Think Big! Big Goals Create Big Motivation. Don’t ask, Why? Ask, Why Not? Life is not a dress rehearsal. Most people do the expected. Don’t be like most people. People experience two types of regret. The first: Regret for things we did. We all have these. The second: Regrets for the shots we didn’t take, the things we didn’t do. Consider your life so far. Chances are your type 1 regrets have diminished over time. The type 2 regrets are likely still nagging you. Live your life to minimize type 2 regrets. As Nike instructs, plan to Just Do It!
Put a Price Tag on Your Dreams, and Commit to Pay It. Financial independence is a function of having enough passive income to support your life. The current you needs to know what the future you’s life will cost. You may be financially independent and just don’t know it. You may need to devote far more resources to the future you. Put pencil to paper or a keyboard to a excel and calculate the cost. Don’t forget inflation.
Line Up Your Income Spigots. Document your current income sources. Secure estimates of you and your spouse’s Social Security benefits. Remember, the future estimates are in current dollars. Add in any employer pensions you may have, private income annuities and your accumulated investments earmarked for retirement. For the latter, you must estimate the reliable income they will generate. Start with 4 percent a year.
Get Tax Smart. It’s not your account balances that count. It’s the after-tax income that you can spend. Roth accounts and taxable accounts are always worth more than pre-tax retirement plans and traditional IRAs. Consider your current and expected future tax positions. Don’t forget your current and potential future state tax collectors. Consider a plan to build Roth and taxable accounts.
Tune Up Your Investments. Determine your tolerance for investment risk, meaning fluctuations in the negative direction. Remember total stability means near zero pre-tax and inflation return and negative returns after these factors. To live is to accept risk. There is no such thing as risk free investing. Compare your current investment to your ideal mix and make the necessary changes.
Build Your Buckets. If you are like most of us, you need three things from your finances in retirement. 1. Stable principal. 2. Reliable income. 3. Growth of income. These need conflict, as things that protect principal don’t grow and don’t produce reliable income. Products that produce reliable income generally aren’t liquid and don’t offer much growth and investment that grow, also contract with disturbing frequency. The result: you need to create buckets of income allocation.

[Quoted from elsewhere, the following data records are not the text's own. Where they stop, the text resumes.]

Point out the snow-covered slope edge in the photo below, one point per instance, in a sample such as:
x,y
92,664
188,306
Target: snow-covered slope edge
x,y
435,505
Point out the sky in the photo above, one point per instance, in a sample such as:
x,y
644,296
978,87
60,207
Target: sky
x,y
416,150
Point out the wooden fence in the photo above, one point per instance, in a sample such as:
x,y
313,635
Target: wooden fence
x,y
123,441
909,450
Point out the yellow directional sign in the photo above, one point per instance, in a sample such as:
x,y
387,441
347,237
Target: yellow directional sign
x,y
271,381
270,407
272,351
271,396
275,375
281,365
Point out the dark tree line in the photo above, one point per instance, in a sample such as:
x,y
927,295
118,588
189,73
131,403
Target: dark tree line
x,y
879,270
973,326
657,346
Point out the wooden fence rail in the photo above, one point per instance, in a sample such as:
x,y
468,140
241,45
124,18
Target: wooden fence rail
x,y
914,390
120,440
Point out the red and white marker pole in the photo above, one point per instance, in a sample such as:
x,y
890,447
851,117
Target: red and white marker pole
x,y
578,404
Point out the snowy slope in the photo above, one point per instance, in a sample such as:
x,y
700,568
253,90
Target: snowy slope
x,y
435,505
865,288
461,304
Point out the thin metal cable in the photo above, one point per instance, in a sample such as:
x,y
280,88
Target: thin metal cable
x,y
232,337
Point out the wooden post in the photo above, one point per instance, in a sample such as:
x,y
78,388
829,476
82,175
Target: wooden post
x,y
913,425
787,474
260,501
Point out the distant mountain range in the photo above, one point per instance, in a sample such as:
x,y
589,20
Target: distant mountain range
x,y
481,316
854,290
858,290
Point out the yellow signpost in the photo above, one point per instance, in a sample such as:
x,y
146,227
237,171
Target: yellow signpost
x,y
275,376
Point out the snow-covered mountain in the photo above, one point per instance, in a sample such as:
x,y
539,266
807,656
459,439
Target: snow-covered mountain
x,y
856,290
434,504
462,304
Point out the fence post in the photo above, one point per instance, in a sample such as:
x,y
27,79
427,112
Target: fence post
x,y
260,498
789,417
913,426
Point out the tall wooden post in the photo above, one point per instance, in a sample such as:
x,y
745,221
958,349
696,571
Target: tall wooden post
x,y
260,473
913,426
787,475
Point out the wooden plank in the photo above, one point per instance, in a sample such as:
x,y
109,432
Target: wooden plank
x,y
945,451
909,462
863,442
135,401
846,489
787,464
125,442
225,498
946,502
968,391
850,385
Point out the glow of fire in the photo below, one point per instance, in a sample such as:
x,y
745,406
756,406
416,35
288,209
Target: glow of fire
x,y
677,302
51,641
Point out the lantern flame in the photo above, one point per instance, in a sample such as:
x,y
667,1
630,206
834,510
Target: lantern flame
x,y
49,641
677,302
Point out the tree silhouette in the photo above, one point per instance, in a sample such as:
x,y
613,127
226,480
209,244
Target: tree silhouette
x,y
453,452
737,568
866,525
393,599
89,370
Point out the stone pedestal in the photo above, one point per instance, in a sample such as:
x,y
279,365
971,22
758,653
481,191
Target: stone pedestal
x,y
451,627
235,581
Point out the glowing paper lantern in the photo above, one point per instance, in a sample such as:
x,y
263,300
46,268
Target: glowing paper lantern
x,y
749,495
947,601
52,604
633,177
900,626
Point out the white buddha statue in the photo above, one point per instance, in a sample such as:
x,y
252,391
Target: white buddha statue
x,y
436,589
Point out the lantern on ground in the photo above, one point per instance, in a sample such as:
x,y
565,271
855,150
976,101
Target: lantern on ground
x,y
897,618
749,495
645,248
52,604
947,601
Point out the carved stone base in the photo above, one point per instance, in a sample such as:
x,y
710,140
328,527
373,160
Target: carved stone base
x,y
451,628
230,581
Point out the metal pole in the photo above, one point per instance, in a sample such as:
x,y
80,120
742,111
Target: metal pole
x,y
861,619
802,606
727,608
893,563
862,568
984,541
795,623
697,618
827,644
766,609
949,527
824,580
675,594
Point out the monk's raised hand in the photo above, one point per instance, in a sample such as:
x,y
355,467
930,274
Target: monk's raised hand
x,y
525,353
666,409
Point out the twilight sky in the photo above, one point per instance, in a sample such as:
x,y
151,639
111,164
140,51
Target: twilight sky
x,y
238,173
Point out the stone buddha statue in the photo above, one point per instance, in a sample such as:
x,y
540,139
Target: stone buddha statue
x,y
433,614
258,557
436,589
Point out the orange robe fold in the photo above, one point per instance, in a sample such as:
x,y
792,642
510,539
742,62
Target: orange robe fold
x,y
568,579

Contemplate Your Demise. None of us gets out of here alive. You’re no exception. If your death would inflict financial pain on someone you love, consider acquiring some life insurance. What great things do you want your money to accomplish after your gone? Update your beneficiary forms, wills and trusts. Don’t forget your health care directive and durable power of attorney form. This may be your most important document if protecting your assets is a priority.